Now that we had decided not to plan, the pressure was off. We looked forward to discovering the unknown, the other side of France. We didn’t plan to consciously avoid tourist spots, we just freed ourselves from the “must-see” agendas we had carried as burdens for most of our adult lives. As it turned out, we saw almost no tourists. In our most “touristy” spot, Mont St. Michele, we were enchanted by six year old French children on a field trip. Their wonderment and squeals of delight as they raced up the hundreds of stone steps was tourism of the best kind.

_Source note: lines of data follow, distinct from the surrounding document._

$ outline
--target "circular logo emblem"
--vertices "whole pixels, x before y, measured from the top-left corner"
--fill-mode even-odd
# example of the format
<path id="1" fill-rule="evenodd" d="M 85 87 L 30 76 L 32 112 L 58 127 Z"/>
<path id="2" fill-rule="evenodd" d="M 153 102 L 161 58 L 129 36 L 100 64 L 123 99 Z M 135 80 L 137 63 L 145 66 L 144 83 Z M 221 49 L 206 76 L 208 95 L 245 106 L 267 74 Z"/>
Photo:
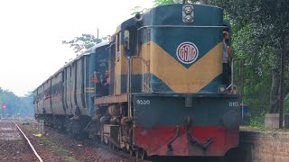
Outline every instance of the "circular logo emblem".
<path id="1" fill-rule="evenodd" d="M 176 55 L 181 62 L 191 64 L 198 58 L 199 50 L 195 44 L 187 41 L 179 45 Z"/>

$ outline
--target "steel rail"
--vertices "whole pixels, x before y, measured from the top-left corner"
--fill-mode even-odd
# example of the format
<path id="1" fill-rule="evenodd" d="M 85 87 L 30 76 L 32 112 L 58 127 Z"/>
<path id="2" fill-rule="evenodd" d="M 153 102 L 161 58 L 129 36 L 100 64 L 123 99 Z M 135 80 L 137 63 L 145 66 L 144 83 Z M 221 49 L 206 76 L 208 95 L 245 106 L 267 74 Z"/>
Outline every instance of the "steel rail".
<path id="1" fill-rule="evenodd" d="M 36 158 L 38 158 L 38 160 L 40 162 L 43 162 L 42 158 L 38 155 L 37 151 L 35 150 L 33 146 L 31 144 L 29 139 L 26 137 L 26 135 L 23 133 L 23 131 L 19 128 L 19 126 L 14 122 L 14 123 L 17 127 L 18 130 L 22 133 L 22 135 L 25 138 L 26 141 L 28 142 L 30 148 L 33 149 L 33 151 L 34 155 L 36 156 Z"/>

I did not want to arrive in France without a reservation for the first night. Returning to the Internet, I used the site www.france.com to hunt for a hotel not too far from Orly Airport, yet near some point of interest. Ultimately I made a reservation at a Novotel, a holiday inn-like chain, in Fontainbleau. Since the desk clerk spoke very little English, the printed email I handed her was most useful. (The French often read more English than they speak.) Also, we used charge cards wherever possible to take advantage of their excellent exchange rate, and we used ATMs for cash in francs, always. I came home with all of the dollars that I took!

We flew into Charles DeGaulle airport, which is HUGE, easily on a par with LAX or SFO. Although we arrived at Terminal 2, all of our directions were for Terminal 1, so finding Hertz was a bit complicated. It was also raining. We finally got a very nice Puegeot that was large enough for 3 people, and with enough zoom to deal with freeways. We thought we had good directions for driving around the loop of Paris but within 5 minutes we dodged a very serious spinout in our lane, and we missed our exit. After a stressful hour we finally reached the countryside, and found our Novotel, in the middle of fields, and hidden from the highway. Good thing I had the internet directions! On the other side of the freeway I saw the Nina Ricci perfume factory, and I knew I was in France.


We booked adjoining rooms for our twentysomething daughter and ourselves (figuring with jet lag weneeded it) for about $45 each. The rooms were basic twins, a sofa that was really a bed, and a small TV and the first of a series of MORE THAN ADEQUATE bathrooms. Remembering the France of 30 years ago, I had packed wash cloths and this was one of the few places that did not supply them. But the new fiberglass shower had soap and other toiletries found in U.S. hotel chains. This Novotel had three stars in the French hotel rating system, and we quickly adapted to using those stars in our search for hotels.


Jetlagged but buoyed by the pleasant hotel, we drove into Fontainbleau, about 5 miles thru the forest. As soon as we entered the town we knew we were in Disneyland. The castle is bigger than life and dominates the town, just as Sleeping Beauty's castle looms over Mr. Toad. It was still raining buckets, so we bought the only umbrella left in town, a lovely souvenir. We devoured onion soup in a family-run café, sharing the last booth with giggling eight-year olds, the children of the proprietor. Figuring we had a few hours to kill, we toured the castle. No one else was touring on such a rainy Sunday so we raced through in less than an hour. Fontainbleau has been beautifully restored, and the paintings and furnishings gave us a good framework for imagining how the other chateaux would appear.

After retrieving our daughter from her student flight into Orly Airport, we went back into Fontainbleau for a fabulous dinner at a brasserie, one of those wonderful glass and mirror cafes that are all over France. I had moules, mussels, Joe had steak. Yumm.Until we started reading the (French) lighted sign outside the cafe, which mentioned the municipal parking lot was open until 2000 heures. Hummm. 8 PM. It was then 8:40 PM. So we finished our meal quickly, bravely murmuring to each other "We can take a taxi. No problem.” The sign was incorrect or the garage manager was lenient, because we easily retrieved our car and returned to our snug Novotel.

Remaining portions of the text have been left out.